A bunch of Tintin books, which I'm reading with my daughter, along with Tom McCarthy's Tintin and the Secret of Literature, which I'm not reading with my daughter.
Currently reading Rebecca West's The Meaning of Treason and the new collection of previously uncollected prose The Essential Rebecca West.
---
The internet is a lovely thing. In doing a bit of Google-searching on William Joyce, the British fascist hanged for treason who is the subject of the first essay in West's book mentioned above, I was reminded of David Britton's Lord Horror novels and comics, none of which I've actually read, but in which Joyce appears ("Lord Horror" is a play on Joyce's radio broadcast nickname "Lord Haw-Haw"). Following some links I came across the work of artist John Coulthart, who produced with David Britton the Lord Horror comic Reverbstorm, and who has a blog full of fascinating reading. (He's working on something new with Alan Moore called The Soul as well.) One of his recent blog entries, among other interesting items, links to China Miéville on Lord Horror and other alternative histories of note, including the film Notting Hill (see link and also below).
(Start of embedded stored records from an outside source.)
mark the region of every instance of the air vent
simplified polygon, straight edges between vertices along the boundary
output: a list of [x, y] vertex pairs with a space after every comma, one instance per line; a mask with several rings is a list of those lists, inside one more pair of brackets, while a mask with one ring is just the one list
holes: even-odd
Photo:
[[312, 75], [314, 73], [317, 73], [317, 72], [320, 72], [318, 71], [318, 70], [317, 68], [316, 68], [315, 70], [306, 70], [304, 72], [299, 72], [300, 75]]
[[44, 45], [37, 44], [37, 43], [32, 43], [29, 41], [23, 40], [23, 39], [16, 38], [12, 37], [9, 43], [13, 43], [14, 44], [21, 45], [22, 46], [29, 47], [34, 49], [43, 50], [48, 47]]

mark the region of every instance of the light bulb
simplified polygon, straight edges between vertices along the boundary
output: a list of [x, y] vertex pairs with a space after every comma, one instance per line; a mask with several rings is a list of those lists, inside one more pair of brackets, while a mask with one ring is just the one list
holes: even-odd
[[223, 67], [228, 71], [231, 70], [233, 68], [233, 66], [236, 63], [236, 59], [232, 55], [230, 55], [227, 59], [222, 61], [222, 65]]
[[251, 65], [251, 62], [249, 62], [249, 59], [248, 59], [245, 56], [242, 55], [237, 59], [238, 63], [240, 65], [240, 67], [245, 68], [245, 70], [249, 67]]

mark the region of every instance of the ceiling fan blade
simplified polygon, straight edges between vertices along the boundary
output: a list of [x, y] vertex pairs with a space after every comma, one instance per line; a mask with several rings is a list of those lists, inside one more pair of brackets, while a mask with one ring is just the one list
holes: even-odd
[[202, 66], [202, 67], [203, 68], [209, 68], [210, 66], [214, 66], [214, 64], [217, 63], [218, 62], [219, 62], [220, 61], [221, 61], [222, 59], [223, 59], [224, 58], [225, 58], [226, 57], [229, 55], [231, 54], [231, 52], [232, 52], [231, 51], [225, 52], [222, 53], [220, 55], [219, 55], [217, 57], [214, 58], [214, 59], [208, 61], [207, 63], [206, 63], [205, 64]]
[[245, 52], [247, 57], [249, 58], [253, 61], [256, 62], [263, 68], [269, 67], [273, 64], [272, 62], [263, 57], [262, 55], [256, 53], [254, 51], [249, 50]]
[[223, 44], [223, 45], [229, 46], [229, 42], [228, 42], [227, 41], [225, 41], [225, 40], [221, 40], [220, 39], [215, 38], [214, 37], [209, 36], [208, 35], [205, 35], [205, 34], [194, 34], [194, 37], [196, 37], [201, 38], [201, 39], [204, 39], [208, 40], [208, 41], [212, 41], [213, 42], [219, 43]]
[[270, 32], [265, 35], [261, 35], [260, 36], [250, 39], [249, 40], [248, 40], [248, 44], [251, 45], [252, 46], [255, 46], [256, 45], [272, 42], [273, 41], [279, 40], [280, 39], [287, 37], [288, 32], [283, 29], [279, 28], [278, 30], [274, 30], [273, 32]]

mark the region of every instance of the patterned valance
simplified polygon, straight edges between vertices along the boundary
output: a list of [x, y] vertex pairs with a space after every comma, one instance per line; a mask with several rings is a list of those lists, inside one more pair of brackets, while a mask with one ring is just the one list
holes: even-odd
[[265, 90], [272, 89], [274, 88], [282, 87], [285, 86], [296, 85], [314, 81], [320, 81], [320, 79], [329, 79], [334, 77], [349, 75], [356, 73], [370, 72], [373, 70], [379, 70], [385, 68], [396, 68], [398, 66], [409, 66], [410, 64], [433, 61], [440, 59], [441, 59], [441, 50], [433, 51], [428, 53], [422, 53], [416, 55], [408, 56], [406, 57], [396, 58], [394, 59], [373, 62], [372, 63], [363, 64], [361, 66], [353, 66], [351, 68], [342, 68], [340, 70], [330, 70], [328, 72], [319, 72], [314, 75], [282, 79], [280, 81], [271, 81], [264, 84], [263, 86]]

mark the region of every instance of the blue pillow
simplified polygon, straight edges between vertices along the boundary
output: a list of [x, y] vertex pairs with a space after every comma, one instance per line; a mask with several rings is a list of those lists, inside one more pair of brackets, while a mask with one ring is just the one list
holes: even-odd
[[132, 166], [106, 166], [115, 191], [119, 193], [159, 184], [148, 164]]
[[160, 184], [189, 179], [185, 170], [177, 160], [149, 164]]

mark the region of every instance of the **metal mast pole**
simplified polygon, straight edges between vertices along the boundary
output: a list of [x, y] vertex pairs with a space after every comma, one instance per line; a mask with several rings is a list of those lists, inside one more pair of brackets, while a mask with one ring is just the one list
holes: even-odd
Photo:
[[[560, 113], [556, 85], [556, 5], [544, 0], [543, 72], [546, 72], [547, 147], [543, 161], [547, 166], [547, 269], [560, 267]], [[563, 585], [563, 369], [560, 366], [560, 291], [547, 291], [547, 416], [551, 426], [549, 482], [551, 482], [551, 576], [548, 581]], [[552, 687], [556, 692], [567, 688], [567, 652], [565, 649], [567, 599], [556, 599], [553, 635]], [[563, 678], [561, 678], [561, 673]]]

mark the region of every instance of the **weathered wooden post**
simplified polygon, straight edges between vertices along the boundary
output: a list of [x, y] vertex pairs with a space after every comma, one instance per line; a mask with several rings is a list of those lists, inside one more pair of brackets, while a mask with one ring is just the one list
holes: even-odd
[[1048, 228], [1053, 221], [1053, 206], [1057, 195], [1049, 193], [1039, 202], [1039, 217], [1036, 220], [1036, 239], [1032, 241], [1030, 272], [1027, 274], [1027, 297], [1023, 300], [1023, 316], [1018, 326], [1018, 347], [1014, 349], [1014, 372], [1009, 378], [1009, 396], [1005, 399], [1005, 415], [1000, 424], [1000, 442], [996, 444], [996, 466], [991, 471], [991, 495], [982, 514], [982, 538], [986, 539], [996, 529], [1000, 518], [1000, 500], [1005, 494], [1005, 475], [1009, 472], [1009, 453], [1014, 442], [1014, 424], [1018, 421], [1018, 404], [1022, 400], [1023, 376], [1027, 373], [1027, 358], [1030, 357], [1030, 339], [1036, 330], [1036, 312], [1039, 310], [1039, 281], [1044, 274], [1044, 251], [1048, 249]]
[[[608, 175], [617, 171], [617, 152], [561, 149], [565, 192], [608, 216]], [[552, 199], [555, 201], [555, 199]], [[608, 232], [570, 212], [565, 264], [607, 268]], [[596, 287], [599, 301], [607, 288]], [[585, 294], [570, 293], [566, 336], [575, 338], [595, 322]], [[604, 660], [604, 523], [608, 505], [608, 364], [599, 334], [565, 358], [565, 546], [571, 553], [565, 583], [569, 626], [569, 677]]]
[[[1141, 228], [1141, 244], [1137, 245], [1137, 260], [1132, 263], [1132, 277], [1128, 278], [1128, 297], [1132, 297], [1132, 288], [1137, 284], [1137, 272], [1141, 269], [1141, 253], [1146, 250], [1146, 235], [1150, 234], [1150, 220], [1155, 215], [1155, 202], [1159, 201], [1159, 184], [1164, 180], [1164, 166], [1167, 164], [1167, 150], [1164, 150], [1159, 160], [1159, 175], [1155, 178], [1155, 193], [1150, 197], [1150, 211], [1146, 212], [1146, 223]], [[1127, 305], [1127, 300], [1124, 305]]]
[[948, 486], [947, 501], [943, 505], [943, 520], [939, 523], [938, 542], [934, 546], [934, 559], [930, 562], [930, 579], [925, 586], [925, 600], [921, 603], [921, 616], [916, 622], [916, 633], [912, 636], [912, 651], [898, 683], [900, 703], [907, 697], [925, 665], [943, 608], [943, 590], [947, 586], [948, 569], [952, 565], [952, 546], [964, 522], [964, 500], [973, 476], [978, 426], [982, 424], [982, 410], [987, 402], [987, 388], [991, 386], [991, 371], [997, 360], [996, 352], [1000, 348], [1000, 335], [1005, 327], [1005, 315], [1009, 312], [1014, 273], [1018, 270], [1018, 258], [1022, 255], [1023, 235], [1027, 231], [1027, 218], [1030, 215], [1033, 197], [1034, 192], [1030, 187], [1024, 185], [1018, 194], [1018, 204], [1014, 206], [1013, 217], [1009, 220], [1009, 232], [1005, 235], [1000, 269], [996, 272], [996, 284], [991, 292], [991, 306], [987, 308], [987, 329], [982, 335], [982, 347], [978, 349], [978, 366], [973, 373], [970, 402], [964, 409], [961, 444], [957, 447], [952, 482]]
Meanwhile, on one of my favorite web sites, Montevidayo, Joyelle McSweeney and Johannes Göransson are writing about China Miéville, monsters, kitsch, and jouissance.
I'll leave with this quotation from Miéville's summary of Notting Hill:
"To celluloid, and a movie of brilliant, chilling, minatory vision. Roger Michell and Richard Curtis's is a dystopian image of contemporary London after the triumphant rise of some unseen fascist authority. With searing rage, the film underscores the totality of this victory, this dreadful alternative path, in its depiction of Notting Hill, famous for its Afro-Caribbean community and culture, as successfully ethnic cleansed. An area defined by diversity, the history of the British Black Power movement, the Mangrove restaurant, Claudia Jones and social struggle, is, with satire more bitter than Dean Swift's, stripped of people of colour, the streets instead wholly populated with mindless, twittering, wittering, lily-white rich. There is no more Carnival, with its history in struggle and play, nor shall there ever be again. A bravura cinematic hell to be shelved alongside Pasolini's Salò."
Sisters by a River, Barbara Comyns's first novel (1947)
Hangsaman, Shirley Jackson's second novel (1951), which I re-read along with a handful of favorite Jackson short stories, "The Daemon Lover," "The Beautiful Stranger," "The Tooth," and "The Rock." Also her children's book, The Witchcraft of Salem Village (1956).
A bunch of Tintin books, which I'm reading with my daughter, along with Tom McCarthy's Tintin and the Secret of Literature, which I'm not reading with my daughter.
Currently reading Rebecca West's The Meaning of Treason and the new collection of previously uncollected prose The Essential Rebecca West.
---
The internet is a lovely thing. In doing a bit of Google-searching on William Joyce, the British fascist hanged for treason who is the subject of the first essay in West's book mentioned above, I was reminded of David Britton's Lord Horror novels and comics, none of which I've actually read, but in which Joyce appears ("Lord Horror" is a play on Joyce's radio broadcast nickname "Lord Haw-Haw"). Following some links I came across the work of artist John Coulthart, who produced with David Britton the Lord Horror comic Reverbstorm, and who has a blog full of fascinating reading. (He's working on something new with Alan Moore called The Soul as well.) One of his recent blog entries, among other interesting items, links to China Miéville on Lord Horror and other alternative histories of note, including the film Notting Hill (see link and also below).
Meanwhile, on one of my favorite web sites, Montevidayo, Joyelle McSweeney and Johannes Göransson are writing about China Miéville, monsters, kitsch, and jouissance.
I'll leave with this quotation from Miéville's summary of Notting Hill:
"To celluloid, and a movie of brilliant, chilling, minatory vision. Roger Michell and Richard Curtis's is a dystopian image of contemporary London after the triumphant rise of some unseen fascist authority. With searing rage, the film underscores the totality of this victory, this dreadful alternative path, in its depiction of Notting Hill, famous for its Afro-Caribbean community and culture, as successfully ethnic cleansed. An area defined by diversity, the history of the British Black Power movement, the Mangrove restaurant, Claudia Jones and social struggle, is, with satire more bitter than Dean Swift's, stripped of people of colour, the streets instead wholly populated with mindless, twittering, wittering, lily-white rich. There is no more Carnival, with its history in struggle and play, nor shall there ever be again. A bravura cinematic hell to be shelved alongside Pasolini's Salò."